Mining cryptocurrency with a lot of STM32F030

Similar projects worth following

Cryptocurrencies are the new 'trendy' things in 2018 and why don't we go with the trend by mining them with like, a lot of microcontrollers? Of course it'd be very, very, very slow, probably even slower than a CPU from 10 years ago, but it's all about the experience and the process, not the end result.

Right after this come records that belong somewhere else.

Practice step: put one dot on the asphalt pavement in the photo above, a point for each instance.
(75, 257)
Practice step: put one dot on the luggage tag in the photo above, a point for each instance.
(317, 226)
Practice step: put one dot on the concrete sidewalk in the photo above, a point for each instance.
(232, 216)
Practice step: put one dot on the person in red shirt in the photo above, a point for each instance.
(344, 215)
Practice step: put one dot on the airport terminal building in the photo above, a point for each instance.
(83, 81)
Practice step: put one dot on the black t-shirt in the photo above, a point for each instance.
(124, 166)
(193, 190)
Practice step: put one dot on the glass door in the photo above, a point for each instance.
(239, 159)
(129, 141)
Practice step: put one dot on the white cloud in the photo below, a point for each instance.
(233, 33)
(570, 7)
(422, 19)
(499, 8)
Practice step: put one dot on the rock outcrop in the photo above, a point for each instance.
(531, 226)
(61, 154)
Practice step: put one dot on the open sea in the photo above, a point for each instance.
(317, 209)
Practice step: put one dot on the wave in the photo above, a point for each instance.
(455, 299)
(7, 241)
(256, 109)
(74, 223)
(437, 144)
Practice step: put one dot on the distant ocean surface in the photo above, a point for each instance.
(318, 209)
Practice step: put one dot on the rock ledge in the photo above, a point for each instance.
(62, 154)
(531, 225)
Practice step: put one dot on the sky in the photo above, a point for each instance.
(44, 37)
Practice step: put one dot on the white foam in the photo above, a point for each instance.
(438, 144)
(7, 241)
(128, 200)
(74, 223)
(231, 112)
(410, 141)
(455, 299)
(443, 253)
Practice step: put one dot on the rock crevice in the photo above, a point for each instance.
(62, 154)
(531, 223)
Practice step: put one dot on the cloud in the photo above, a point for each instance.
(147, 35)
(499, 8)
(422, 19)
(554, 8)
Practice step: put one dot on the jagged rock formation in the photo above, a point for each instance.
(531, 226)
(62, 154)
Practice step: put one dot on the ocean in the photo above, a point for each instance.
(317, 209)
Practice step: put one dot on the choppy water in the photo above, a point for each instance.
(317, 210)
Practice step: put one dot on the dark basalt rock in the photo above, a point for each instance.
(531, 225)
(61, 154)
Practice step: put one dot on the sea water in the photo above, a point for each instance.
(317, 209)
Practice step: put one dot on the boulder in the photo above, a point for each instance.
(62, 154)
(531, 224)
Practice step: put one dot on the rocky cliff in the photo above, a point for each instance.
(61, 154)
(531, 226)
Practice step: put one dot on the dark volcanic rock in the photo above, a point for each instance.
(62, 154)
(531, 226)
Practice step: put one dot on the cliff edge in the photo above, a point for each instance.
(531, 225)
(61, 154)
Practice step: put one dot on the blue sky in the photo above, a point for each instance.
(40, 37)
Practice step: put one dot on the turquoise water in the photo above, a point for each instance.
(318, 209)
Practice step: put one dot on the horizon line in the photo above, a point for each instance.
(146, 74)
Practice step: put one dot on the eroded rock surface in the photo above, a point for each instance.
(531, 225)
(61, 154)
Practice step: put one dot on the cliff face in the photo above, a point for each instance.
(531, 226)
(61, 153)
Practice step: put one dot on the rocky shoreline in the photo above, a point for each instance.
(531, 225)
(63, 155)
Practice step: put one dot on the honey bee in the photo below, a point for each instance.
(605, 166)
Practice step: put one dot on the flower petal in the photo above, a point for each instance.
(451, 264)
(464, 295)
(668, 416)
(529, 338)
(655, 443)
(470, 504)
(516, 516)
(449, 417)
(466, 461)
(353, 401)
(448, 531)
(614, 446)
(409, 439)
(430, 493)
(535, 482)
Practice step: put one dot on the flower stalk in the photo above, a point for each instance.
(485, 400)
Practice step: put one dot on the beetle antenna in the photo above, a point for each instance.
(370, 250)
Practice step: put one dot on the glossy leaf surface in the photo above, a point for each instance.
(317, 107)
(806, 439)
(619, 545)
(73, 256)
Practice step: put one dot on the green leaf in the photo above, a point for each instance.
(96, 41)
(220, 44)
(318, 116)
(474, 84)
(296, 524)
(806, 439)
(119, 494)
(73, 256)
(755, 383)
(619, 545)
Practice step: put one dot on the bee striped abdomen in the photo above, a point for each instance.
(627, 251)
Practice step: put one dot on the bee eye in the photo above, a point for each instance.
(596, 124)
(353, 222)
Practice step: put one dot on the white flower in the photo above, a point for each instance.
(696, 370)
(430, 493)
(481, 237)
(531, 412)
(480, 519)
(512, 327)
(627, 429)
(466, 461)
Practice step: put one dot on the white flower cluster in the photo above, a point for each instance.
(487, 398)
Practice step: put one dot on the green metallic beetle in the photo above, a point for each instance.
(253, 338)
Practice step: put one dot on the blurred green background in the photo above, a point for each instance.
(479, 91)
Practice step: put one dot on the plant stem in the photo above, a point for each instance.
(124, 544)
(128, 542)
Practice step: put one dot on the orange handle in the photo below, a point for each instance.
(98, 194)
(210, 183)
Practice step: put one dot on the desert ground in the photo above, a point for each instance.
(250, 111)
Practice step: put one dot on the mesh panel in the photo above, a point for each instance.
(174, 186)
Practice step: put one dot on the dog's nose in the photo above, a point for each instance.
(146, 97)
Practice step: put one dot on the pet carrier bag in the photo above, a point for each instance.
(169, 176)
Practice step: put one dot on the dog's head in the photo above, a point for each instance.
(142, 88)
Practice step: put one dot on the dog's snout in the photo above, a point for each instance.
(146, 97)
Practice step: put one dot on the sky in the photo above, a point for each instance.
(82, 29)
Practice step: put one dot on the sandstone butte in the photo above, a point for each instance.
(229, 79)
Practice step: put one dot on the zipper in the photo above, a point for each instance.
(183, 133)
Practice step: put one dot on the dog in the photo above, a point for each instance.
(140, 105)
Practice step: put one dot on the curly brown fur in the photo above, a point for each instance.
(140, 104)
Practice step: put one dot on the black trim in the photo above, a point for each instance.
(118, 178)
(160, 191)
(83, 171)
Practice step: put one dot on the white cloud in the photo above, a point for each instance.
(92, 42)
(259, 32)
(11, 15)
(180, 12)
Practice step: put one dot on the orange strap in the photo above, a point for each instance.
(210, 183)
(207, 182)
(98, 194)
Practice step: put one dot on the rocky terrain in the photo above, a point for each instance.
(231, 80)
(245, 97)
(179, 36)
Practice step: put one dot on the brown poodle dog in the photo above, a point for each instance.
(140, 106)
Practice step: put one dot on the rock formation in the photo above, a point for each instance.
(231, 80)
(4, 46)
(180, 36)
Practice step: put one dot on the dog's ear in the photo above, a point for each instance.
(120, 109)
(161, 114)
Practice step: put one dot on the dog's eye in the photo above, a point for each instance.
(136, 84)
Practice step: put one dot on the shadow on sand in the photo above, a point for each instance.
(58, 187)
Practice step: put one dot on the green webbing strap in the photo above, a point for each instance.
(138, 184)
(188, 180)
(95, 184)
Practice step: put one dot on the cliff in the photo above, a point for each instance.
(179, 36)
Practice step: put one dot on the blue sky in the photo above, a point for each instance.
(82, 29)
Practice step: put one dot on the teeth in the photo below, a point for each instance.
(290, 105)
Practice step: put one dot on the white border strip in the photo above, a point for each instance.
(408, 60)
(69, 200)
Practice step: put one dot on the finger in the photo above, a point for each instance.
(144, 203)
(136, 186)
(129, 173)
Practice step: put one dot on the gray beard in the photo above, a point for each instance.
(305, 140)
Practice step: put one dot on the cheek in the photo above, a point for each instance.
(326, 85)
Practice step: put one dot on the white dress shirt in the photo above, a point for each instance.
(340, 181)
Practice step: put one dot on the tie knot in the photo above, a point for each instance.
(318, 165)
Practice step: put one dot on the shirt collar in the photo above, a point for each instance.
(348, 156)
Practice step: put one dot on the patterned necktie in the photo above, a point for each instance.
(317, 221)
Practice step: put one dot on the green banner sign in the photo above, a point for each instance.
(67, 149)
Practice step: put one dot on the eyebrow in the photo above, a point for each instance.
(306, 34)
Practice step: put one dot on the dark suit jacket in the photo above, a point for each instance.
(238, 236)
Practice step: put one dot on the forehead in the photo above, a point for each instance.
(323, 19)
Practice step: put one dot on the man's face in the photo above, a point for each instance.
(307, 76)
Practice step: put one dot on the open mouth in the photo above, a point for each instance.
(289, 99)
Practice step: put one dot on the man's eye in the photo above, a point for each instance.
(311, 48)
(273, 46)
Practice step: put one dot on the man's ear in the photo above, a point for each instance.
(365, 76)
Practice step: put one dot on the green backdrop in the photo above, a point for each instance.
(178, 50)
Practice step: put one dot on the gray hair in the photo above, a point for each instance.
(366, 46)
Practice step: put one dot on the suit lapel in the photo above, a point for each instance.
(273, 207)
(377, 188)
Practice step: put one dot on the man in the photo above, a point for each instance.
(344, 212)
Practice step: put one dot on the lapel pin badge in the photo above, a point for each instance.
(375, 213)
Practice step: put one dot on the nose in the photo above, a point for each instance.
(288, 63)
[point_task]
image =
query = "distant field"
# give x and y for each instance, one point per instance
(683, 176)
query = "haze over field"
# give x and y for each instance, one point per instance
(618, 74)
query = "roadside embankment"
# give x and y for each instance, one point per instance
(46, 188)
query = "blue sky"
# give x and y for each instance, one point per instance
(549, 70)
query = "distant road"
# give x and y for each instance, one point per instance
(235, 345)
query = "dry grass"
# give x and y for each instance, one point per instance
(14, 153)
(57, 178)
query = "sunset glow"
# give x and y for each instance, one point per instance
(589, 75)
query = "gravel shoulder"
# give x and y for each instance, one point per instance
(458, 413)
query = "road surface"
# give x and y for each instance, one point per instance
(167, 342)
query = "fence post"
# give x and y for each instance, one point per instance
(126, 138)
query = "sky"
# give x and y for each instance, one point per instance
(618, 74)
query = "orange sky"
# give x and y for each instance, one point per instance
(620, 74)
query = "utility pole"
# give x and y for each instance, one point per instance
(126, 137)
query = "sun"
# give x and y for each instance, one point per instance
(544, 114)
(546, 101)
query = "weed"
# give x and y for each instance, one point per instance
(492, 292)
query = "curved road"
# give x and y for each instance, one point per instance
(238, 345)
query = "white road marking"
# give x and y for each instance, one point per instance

I took the inspiration from the hashing boards used in the AntMiner S9: Each board will be equipped with a lot of 'mining MCUs' and one 'controller MCU'. The controller gets work from a pool server, then breaks it down into smaller chunks and send them to the mining MCUs where the work will be performed. The result will then be sent back to the controller to be sent back to the pool server.

Some requirements:

  • Cheap, preferably under $200 because I don't have much capital to sink
  • Hashrate should reach 10kH/s at SHA-256
  • [to be added later]

This project is still in the researching phase so nothing here is concrete and may subject to changes in the future.

  • Is this project dead, and the GD32F330F8P6

    Ho Tuan Kiet09/27/2018 at 11:57 0 comments

    (can't believe it has been two months since the last posted project log)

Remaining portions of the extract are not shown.